Edit: Thanks for your responses. I talked to my brother, he told me the retraction speed was too slow (25mm/s), i changed it to 40mm/s and realized i activated the wrong printer profile. Silly me. Ill do a test print now. Ill look into your suggestions if this wont help.
One additional counter measure that is not mentioned in the article is doing a slight z-hop (like half the layer heigt) for travels. That can help prevent depositing the ooze-drop along the travel move, given that all other mitigations are in place and the ooze-drop is small enough. Do not hop very high, because the vertical lift will pull strings out of the nozzle otherwise.

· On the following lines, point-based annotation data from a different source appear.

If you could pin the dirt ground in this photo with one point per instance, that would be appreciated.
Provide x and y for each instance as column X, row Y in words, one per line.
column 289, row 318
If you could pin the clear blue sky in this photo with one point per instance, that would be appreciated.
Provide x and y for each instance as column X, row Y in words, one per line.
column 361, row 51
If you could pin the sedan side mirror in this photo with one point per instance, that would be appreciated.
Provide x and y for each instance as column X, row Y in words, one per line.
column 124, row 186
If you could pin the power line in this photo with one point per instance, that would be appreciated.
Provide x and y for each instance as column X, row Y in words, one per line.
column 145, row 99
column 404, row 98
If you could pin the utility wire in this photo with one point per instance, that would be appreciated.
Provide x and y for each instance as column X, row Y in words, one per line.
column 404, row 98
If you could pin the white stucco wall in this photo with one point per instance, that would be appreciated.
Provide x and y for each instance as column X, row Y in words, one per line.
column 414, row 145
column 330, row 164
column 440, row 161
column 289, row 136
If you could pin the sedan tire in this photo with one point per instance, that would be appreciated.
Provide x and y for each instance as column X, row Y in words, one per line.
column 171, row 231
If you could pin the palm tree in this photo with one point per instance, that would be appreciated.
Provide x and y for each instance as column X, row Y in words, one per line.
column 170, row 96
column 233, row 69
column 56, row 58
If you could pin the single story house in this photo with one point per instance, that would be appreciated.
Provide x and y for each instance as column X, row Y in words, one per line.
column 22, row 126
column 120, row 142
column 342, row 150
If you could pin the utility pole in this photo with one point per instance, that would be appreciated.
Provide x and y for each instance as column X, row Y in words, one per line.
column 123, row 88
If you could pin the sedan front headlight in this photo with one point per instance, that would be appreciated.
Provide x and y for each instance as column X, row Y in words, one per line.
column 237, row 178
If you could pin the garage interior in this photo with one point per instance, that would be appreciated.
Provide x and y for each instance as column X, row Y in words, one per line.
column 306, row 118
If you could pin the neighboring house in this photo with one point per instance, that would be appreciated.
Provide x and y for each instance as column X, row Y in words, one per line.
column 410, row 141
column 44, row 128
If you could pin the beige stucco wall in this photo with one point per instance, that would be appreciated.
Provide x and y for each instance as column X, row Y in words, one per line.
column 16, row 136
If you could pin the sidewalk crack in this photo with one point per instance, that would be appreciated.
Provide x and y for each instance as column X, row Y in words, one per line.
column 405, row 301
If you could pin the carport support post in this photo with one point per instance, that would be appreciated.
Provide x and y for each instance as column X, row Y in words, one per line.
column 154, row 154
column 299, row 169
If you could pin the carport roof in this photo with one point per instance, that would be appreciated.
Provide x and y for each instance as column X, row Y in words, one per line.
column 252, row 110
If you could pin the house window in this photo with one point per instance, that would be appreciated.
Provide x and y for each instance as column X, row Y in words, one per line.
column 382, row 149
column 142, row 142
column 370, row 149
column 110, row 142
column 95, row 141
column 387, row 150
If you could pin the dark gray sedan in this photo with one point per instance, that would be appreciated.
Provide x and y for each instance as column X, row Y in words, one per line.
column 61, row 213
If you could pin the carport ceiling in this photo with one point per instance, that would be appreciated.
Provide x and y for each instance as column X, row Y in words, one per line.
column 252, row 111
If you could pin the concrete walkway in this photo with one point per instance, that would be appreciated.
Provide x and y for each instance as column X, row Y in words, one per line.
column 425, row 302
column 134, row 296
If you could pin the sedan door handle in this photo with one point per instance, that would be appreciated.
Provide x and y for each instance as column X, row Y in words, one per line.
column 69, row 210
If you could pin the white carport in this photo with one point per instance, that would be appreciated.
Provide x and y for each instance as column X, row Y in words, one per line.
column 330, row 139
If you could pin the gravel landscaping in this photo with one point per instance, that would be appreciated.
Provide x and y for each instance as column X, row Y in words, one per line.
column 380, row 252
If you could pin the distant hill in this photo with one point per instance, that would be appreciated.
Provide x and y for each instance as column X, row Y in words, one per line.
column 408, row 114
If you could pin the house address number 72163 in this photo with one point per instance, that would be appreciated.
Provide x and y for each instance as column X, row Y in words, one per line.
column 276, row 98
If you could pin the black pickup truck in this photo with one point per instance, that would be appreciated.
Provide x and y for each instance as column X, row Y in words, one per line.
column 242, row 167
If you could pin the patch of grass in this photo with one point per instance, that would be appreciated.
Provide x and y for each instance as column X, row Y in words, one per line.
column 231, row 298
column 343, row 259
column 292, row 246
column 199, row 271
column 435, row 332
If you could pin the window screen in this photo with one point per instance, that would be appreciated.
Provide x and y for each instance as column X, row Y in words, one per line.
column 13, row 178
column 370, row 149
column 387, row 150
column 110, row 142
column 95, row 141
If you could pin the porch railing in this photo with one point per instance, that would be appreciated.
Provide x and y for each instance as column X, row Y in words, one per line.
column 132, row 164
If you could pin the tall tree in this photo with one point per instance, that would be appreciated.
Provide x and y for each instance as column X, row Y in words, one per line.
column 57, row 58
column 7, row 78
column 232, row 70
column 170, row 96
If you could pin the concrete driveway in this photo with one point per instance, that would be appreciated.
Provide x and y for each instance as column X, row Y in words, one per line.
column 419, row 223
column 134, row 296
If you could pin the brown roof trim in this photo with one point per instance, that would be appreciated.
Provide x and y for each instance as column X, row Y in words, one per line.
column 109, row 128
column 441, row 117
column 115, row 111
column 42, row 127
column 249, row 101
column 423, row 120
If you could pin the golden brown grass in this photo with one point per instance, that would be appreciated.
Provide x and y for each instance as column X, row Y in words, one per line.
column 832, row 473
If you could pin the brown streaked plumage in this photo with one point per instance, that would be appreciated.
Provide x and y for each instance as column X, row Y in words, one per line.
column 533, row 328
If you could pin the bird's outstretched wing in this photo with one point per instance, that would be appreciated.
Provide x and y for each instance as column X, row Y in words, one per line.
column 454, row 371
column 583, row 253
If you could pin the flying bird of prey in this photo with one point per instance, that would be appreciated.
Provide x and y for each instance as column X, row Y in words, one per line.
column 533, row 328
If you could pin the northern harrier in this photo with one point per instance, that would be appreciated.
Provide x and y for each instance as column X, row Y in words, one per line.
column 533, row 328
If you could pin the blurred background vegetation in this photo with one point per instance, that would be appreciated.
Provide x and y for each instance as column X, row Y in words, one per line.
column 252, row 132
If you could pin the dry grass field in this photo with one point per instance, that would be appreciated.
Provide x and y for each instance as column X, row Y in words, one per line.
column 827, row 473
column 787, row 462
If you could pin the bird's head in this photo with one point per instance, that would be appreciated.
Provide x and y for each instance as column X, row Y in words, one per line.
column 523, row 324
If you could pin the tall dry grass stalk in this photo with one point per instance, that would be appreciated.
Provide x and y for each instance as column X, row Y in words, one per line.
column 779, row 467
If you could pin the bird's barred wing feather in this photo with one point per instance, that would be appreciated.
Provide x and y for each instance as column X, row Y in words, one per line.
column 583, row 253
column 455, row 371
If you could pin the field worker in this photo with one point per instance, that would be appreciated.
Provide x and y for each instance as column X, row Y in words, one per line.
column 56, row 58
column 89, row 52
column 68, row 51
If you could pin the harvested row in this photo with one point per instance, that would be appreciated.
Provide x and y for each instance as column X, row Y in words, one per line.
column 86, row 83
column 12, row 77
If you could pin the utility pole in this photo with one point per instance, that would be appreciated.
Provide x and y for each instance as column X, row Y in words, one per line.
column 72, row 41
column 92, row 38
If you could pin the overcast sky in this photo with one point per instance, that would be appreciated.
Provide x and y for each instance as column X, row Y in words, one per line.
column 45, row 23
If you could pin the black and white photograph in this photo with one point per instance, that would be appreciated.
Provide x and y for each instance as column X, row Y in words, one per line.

This is oozing. It's a subset of stringing. It's related but not exactly the wispy stuff you're gonna commonly see. This isn't plastic still connected to the part as the nozzle moves away. This is from plastic that continued to ooze out after the retraction and it builds up on the receiving part. They're angled like lightning bc the first blob is on the part, the second blob is on the first, etc, etc.
It's kind of solved similarly to stringing! In addition to what @[email protected] linked, I've also used Coasting in Cura. Prusa Slicer doesn't have an exact analog to coasting. Coasting helps more when you have a bowden tube than a direct drive.
As other people have said, oozing. In addition to their fixes I would suggest looking into sequential printing as a print method to be aware of. Rather than printing two objects layer-by-layer, sequential printing will complete all the layers of one object before starting on the next. This has the major benefit that you get zero oozing or stringing between parts. This can be a lifesaver on materials like PETG that will always string to some extent. The only gotcha is that you have to place the parts further apart on the print bed, as the extruder will collide with any nearby completed parts (Prusa slicer has all of this built in, including alerting you if any collisions would occur). I don't recommend it for every print, but it's a useful tool to have in your toolbox.
Sometimes I print TPU with my Ender 3 Pro, which, with its bowden tube, makes stringing and oozing all but unavoidable, and as a result, I print just one item at a time as you suggested.